Is the West Virginia Grown program something to which these efforts at creation and support for local agricultural economies can attach themselves? Are there micro-grant programs that we can use here in West Virginia modeled on economic aid to other countries? Strong accountability, small capital outlay, MANY new entrepreneurs selling local food products.
Please don't create a State task force. I've staffed them before. They produce great reports. But this is not a sexy policy area, and there's no public perception of a crisis; so the report wouldn't ever be put into effect. These agencies and actors need to be engaged by the local leaders creating the local economies. And the statewide actors need to recognize it is their responsibility to provide the technical and logistical support needed to foster innovation and further the creation of robust local economies in the State. Knowing some of the staff at Agriculture and having an up-close and personal past relationship with Extension, I have every confidence there are people there who would be thrilled to work hard on this project.

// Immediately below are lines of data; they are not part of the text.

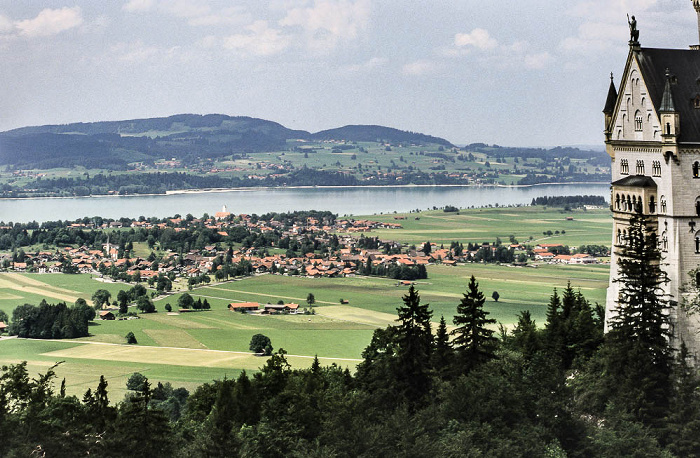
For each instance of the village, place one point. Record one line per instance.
(335, 248)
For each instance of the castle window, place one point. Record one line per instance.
(640, 167)
(664, 242)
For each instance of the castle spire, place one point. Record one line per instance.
(696, 5)
(612, 97)
(667, 105)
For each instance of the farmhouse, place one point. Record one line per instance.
(244, 306)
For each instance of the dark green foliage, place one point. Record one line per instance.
(572, 330)
(473, 341)
(638, 358)
(185, 301)
(260, 343)
(101, 297)
(404, 401)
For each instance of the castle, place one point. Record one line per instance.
(652, 134)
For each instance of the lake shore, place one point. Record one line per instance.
(272, 188)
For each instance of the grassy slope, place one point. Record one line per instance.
(335, 332)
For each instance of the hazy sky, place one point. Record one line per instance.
(529, 72)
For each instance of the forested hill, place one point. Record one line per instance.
(114, 144)
(377, 134)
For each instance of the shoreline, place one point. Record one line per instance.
(267, 188)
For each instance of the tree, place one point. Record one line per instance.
(473, 341)
(145, 305)
(123, 300)
(414, 342)
(640, 328)
(261, 344)
(443, 354)
(101, 297)
(185, 301)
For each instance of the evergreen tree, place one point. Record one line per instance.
(443, 354)
(473, 341)
(414, 342)
(638, 355)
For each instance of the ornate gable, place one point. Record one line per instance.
(635, 118)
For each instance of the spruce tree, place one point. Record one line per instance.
(473, 341)
(414, 340)
(442, 354)
(639, 358)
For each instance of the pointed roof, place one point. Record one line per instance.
(612, 98)
(667, 105)
(653, 63)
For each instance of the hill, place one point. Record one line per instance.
(114, 144)
(364, 133)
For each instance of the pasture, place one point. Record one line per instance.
(188, 349)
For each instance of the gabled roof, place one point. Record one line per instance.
(637, 181)
(684, 67)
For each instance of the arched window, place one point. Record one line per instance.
(638, 121)
(624, 167)
(640, 167)
(664, 241)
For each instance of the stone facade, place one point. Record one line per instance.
(652, 133)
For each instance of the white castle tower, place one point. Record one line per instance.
(652, 134)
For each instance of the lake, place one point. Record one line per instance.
(340, 200)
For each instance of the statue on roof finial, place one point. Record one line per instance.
(634, 32)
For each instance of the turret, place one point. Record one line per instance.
(609, 109)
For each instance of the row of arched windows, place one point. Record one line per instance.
(655, 168)
(630, 203)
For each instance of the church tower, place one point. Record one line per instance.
(652, 134)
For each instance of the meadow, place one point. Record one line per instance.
(192, 348)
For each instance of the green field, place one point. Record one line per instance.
(193, 348)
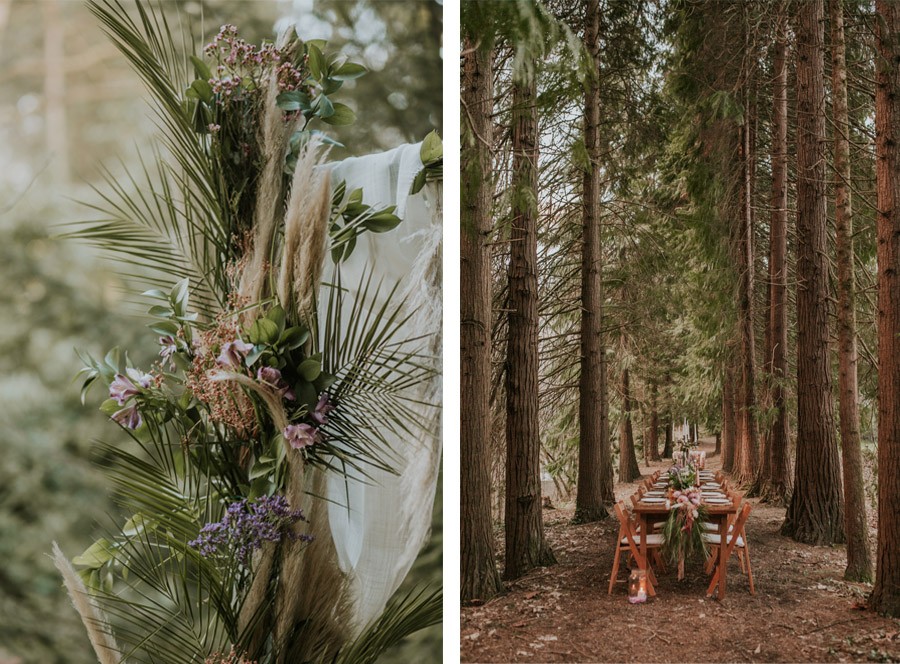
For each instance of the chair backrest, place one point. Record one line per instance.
(742, 519)
(626, 529)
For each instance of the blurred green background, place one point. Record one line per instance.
(70, 106)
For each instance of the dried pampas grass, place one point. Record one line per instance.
(273, 138)
(311, 585)
(103, 642)
(305, 233)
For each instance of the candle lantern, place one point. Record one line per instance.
(637, 586)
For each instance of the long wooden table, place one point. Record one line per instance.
(721, 515)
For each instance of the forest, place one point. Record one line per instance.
(680, 248)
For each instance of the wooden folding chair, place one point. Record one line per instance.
(635, 499)
(627, 542)
(736, 539)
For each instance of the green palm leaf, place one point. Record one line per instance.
(403, 616)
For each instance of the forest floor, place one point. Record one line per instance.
(803, 610)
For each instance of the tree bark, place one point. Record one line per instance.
(886, 594)
(653, 433)
(668, 445)
(525, 546)
(747, 457)
(595, 486)
(859, 565)
(628, 466)
(728, 418)
(815, 514)
(776, 485)
(479, 578)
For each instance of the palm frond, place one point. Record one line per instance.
(403, 616)
(366, 346)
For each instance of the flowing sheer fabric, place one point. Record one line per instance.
(380, 523)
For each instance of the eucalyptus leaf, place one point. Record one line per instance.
(341, 115)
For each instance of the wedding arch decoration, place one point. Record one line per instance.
(282, 453)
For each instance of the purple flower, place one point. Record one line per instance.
(271, 377)
(123, 387)
(247, 525)
(299, 436)
(233, 354)
(322, 409)
(128, 417)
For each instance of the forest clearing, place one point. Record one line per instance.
(680, 218)
(803, 609)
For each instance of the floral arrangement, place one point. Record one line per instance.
(270, 379)
(682, 532)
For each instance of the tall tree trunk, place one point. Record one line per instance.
(859, 565)
(628, 466)
(478, 575)
(668, 445)
(653, 433)
(525, 546)
(886, 594)
(747, 457)
(816, 514)
(55, 101)
(595, 485)
(777, 484)
(728, 418)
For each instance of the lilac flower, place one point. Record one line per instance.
(233, 354)
(128, 417)
(322, 409)
(299, 436)
(247, 525)
(169, 347)
(271, 377)
(123, 386)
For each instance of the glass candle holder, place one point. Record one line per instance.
(637, 586)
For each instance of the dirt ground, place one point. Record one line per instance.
(803, 610)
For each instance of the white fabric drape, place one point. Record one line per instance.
(381, 523)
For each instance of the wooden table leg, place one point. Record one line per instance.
(723, 556)
(644, 562)
(717, 583)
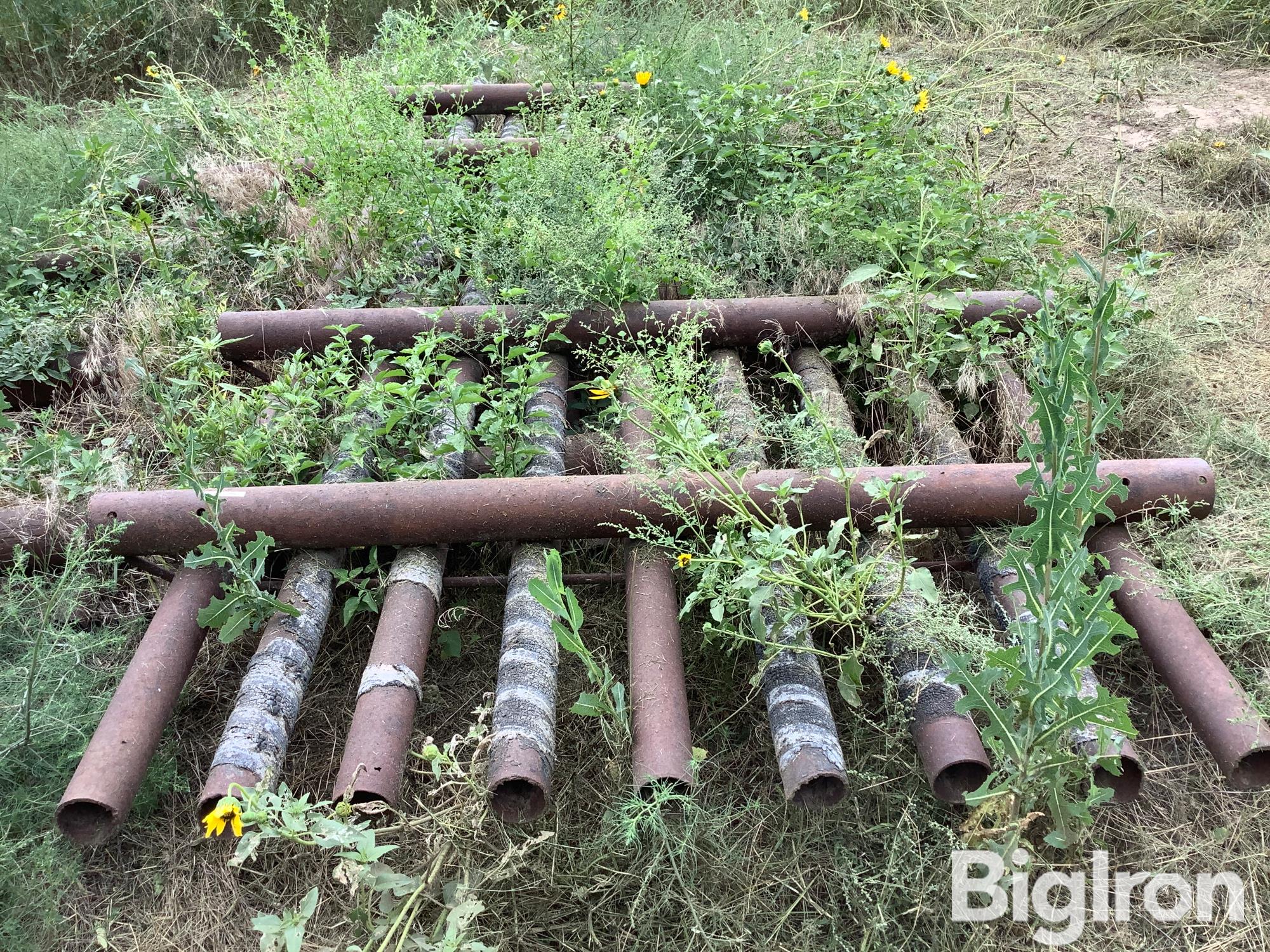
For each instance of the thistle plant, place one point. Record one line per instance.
(1028, 691)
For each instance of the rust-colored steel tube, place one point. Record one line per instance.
(1006, 607)
(31, 527)
(523, 723)
(805, 736)
(584, 456)
(31, 394)
(942, 441)
(251, 336)
(418, 512)
(661, 736)
(1210, 696)
(471, 97)
(483, 98)
(256, 738)
(110, 775)
(379, 738)
(487, 582)
(948, 743)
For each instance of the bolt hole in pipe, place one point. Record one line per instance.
(652, 788)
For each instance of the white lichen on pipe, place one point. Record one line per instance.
(798, 706)
(921, 681)
(523, 743)
(545, 412)
(389, 676)
(269, 703)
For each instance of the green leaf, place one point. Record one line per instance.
(921, 582)
(451, 644)
(590, 706)
(850, 680)
(863, 274)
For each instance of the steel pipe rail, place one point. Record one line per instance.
(943, 442)
(1213, 701)
(477, 97)
(948, 743)
(523, 723)
(418, 512)
(379, 738)
(101, 794)
(1006, 607)
(805, 736)
(661, 733)
(251, 336)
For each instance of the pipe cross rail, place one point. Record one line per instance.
(251, 336)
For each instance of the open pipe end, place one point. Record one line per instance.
(519, 800)
(224, 781)
(1252, 771)
(954, 781)
(813, 780)
(1126, 788)
(953, 756)
(821, 793)
(90, 823)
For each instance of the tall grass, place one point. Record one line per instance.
(73, 49)
(1233, 27)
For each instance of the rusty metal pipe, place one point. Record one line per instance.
(943, 441)
(523, 724)
(1006, 607)
(31, 527)
(379, 737)
(805, 736)
(468, 148)
(258, 732)
(101, 794)
(948, 743)
(418, 512)
(584, 456)
(661, 734)
(1213, 701)
(486, 582)
(251, 336)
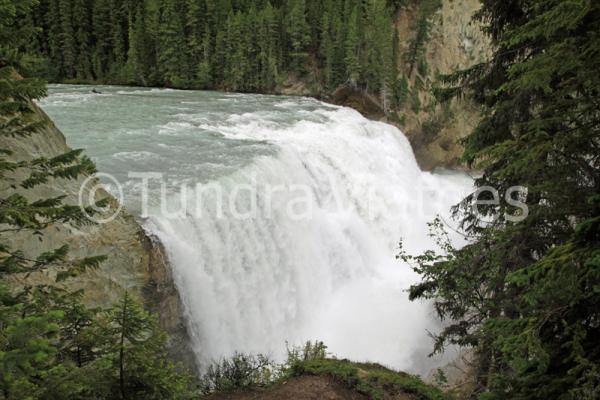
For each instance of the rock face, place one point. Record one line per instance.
(456, 42)
(136, 263)
(434, 130)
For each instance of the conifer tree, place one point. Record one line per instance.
(353, 49)
(524, 292)
(299, 33)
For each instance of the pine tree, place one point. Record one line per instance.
(68, 45)
(523, 293)
(82, 23)
(353, 49)
(299, 33)
(173, 63)
(137, 353)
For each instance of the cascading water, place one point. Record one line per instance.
(287, 227)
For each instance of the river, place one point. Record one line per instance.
(281, 216)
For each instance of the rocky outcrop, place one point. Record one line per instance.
(136, 263)
(456, 42)
(434, 130)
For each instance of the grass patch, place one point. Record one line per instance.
(372, 380)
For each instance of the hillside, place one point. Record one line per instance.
(381, 57)
(334, 379)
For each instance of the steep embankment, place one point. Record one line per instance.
(453, 42)
(136, 263)
(340, 380)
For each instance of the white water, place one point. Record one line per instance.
(255, 281)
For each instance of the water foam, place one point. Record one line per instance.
(254, 284)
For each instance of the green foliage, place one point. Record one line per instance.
(51, 345)
(372, 380)
(525, 295)
(208, 44)
(239, 372)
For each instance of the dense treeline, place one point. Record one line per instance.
(525, 292)
(51, 345)
(237, 45)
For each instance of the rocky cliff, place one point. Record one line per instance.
(136, 263)
(453, 42)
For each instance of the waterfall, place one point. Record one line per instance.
(290, 222)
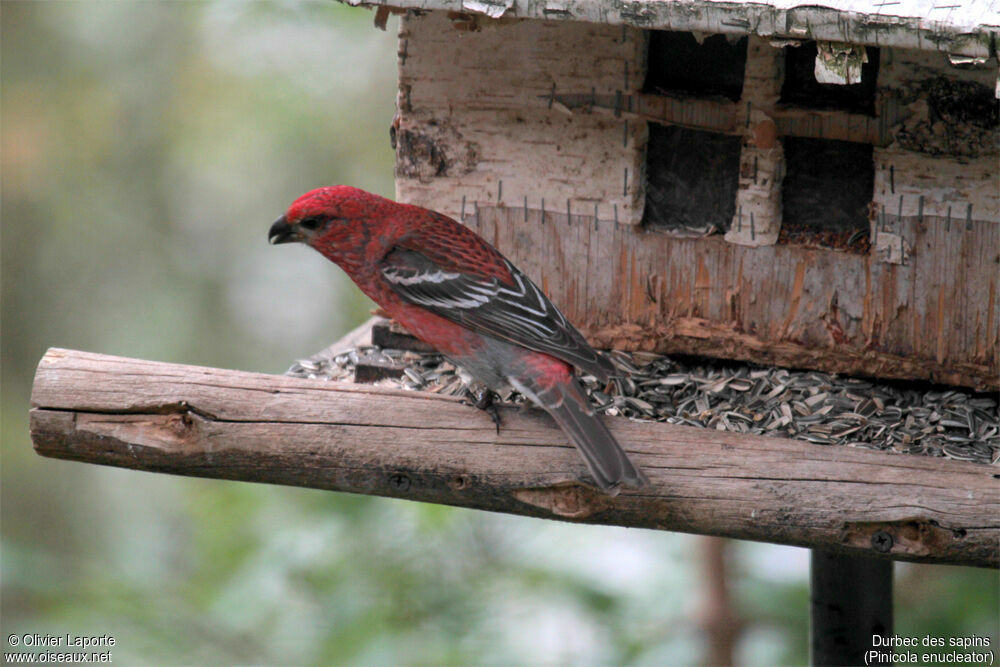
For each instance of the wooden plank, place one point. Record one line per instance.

It appears as though WVFarm2U could be the actor that pulls it all together. They have buy-in from schools and State Ag folks (but no links on the Ag site?). They have a collection of producers and products in a handy spot. But I have to admit I forgot they were out there when I first drafted the post, and didn't come across them in any of my specific research for this post.
- Putting Pieces Together to Create Local Infrastructure and Statewide Networks - Once those conversations have happened, once there are multiple local communities focusing on the creation of community-supported agriculture economies; the local folks who created the structures need to come together in a Statewide network to formulate best practices, form partnerships to expand and replicate to new communities, and plan outreach for that expansion effort.
Make sure the folks running the show in the local communities are the farmers, the grocers, the restaurateurs, the farmer's market executive directors, and the small-town mayors and County Commissioners. Make sure the statewide network of communities has support from statewide actors; that you can see the forest for the trees, and that you can also take a peak at a particular tree to find out why it's growin' so good and use that elsewhere.
That's important because I think you're creating TWO networks here. First is the network between the direct agricultural producers and their immediate communities. The second network is the meta-network created by each of those community-supported agricultural economies communicating with each other.
The larger actors (State Agencies, Farm Bureau, Extension Service, WV Association of Counties) are critical in each place because they have 1) the capacity to facilitate local network creation by serving as a clearinghouse of information and 2) the capacity to facilitate the meta-network because their scope is Statewide and they can help bring the local communities together. Their job in this is to make sure there is a public presence for these efforts so one quick search will get a consumer all the information they need about the local agriculture in their area.
So there you have it. There's a problem. Locally produced OR organically produced food is healthier for you than food trucked at you from across the country. There is an imbalance in West Virginians' ability to produce and purchase enough local food products to swing the balance back. It's simply not as easy to get locally produced food in West Virginia as it should be.